Lent has now begun. It is a time of repentance and conversion and second chances. In the book of Jonah, the prophet is sent to preach to the king of Nineveh and warn him that his people’s wickedness will result in the destruction of their city by God. The king and the residents of Assyria’s capital city hear God’s message and put on sackcloth, fast from food and drink, sit in ashes, and turn away from sin. “When God saw by their actions how they turned away from their evil way, he repented of the evil he had threatened to do to them…” And it wasn’t just the Ninevites who got a second chance in that story: Jonah, reluctant to preach God’s message to Israel’s enemy, ended up in the belly of a great fish, but was given another opportunity to do God’s will.
Like Jonah, we are called to act according to the will of God. Many of us made resolutions on January 1st to begin the new secular year. Those resolutions probably included things like exercising more, losing weight, quitting smoking, and generally participating in activities that are healthier for our bodies. All of those are worthy endeavors, and are in line with the teaching that our bodies are temples of the Holy Spirit.
Lent is a time in the liturgical year, the Church year, when we make similar resolutions – but for spiritual reasons. During this penitential season, the faithful generally commit to a form of fasting or give up certain types of luxury. Many of us stop going out to eat or eliminate unproductive activities, like playing Angry Birds on our iPhones and iPads. This desert environment in our lives is reflected in the environment in our churches: Roman Catholic and even some Protestant churches remove flowers from the altar, while statues are often veiled in purple fabrics in pious observance of Lent.
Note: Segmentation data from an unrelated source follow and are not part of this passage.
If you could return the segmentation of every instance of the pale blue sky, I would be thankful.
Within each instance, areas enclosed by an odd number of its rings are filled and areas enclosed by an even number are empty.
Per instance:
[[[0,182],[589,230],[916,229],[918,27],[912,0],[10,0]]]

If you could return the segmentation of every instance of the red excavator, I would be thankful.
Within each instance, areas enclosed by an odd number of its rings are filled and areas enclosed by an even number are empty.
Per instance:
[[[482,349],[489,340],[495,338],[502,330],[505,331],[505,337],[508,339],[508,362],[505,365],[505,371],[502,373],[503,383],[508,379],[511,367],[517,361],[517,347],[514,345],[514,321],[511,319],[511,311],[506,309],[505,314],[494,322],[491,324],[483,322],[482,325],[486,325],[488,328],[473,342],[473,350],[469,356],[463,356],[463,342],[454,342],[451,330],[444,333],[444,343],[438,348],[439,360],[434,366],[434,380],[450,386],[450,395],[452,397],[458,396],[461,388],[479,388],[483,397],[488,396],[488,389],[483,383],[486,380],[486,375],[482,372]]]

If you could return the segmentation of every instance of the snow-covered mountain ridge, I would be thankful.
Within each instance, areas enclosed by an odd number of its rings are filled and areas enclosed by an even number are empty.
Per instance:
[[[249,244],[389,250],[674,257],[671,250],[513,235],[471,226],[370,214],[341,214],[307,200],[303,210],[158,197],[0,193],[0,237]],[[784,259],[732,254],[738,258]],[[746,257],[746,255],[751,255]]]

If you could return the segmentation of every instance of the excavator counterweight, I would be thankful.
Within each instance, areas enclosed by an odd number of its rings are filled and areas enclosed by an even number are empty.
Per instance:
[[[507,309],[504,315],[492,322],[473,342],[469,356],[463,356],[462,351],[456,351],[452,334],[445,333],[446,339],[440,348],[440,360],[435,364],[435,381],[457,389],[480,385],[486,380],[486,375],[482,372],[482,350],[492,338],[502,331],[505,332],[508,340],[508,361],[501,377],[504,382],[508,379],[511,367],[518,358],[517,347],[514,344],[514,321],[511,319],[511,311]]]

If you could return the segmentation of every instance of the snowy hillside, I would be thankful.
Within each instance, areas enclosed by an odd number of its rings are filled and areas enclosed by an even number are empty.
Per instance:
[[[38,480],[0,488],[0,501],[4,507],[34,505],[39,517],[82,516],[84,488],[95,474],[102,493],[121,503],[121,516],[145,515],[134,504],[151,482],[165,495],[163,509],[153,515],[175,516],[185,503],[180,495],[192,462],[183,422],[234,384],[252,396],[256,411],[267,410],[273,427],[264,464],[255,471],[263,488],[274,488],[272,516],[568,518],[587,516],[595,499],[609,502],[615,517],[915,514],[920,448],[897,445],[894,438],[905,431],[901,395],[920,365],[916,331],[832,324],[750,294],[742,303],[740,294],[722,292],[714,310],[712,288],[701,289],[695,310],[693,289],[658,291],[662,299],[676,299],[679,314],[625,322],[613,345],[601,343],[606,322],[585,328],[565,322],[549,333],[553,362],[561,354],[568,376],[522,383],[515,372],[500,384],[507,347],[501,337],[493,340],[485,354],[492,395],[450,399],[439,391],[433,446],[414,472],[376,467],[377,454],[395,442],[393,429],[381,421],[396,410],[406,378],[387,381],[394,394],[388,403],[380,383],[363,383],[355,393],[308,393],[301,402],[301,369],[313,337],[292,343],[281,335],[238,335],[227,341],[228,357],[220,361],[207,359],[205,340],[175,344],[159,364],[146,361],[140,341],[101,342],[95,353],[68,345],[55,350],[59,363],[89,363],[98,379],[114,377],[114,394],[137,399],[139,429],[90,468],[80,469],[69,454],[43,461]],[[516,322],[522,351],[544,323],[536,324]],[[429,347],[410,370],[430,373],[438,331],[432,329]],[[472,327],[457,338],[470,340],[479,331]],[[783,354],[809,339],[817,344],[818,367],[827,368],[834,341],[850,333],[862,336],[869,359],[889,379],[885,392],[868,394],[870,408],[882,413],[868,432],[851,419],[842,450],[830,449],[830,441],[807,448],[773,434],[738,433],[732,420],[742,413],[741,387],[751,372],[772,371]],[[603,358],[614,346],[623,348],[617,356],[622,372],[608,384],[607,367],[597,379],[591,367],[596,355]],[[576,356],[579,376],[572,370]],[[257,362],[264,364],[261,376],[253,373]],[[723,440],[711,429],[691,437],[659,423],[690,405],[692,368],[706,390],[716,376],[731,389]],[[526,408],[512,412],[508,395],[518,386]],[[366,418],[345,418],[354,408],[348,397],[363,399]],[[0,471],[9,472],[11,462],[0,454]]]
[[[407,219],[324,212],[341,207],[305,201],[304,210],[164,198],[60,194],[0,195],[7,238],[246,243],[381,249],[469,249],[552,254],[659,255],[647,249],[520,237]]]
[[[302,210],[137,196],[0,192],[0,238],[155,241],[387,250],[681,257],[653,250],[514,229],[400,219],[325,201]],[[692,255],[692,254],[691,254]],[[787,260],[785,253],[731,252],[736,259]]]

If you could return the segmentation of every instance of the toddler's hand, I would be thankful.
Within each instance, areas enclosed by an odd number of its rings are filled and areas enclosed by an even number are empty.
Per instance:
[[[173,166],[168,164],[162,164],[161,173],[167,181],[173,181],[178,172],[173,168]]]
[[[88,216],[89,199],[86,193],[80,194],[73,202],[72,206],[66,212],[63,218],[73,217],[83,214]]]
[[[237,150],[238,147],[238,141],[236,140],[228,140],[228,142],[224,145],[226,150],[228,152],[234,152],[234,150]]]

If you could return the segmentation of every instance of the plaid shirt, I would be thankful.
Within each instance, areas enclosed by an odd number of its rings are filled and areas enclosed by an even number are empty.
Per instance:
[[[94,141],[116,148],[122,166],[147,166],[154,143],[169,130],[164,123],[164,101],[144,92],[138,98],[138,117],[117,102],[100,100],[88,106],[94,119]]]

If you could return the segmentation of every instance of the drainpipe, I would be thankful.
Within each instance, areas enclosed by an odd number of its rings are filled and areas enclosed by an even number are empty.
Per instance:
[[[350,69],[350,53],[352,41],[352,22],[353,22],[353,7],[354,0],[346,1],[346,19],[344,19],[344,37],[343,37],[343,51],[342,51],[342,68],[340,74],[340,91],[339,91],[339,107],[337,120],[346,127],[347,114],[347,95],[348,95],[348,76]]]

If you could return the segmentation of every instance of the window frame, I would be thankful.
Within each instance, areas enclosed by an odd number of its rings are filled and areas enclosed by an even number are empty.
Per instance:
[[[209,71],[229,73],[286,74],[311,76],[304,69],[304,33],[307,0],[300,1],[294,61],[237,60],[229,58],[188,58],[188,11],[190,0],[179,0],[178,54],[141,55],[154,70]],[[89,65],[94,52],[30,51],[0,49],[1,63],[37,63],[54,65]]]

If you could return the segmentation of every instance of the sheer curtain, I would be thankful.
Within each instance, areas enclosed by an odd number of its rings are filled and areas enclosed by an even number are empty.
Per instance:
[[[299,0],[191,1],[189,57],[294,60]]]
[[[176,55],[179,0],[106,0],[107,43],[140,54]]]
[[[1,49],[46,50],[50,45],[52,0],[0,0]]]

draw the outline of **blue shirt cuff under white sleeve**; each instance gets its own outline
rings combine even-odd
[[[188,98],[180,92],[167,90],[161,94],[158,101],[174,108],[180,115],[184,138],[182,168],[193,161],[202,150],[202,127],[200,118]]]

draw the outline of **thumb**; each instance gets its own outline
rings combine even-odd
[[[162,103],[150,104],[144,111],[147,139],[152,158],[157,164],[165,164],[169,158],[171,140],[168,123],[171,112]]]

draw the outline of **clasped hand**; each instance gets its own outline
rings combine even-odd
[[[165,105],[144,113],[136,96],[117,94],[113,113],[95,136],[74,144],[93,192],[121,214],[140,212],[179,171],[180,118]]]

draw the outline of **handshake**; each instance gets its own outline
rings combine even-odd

But a legitimate alternative to “giving up” something is to do something – actions that conform to one of the Spiritual and Corporal Works of Mercy. You will see the blue “Divine Opportunities” posters in every building in our church, letting us know that in giving of our time, the difference we make in the lives of our brothers and sisters in need is divine. As you consider the actions you will be taking for the next forty days, make it your personal Lenten mission to discern your gifts and then find a way to grow spiritually by investing your time and talent.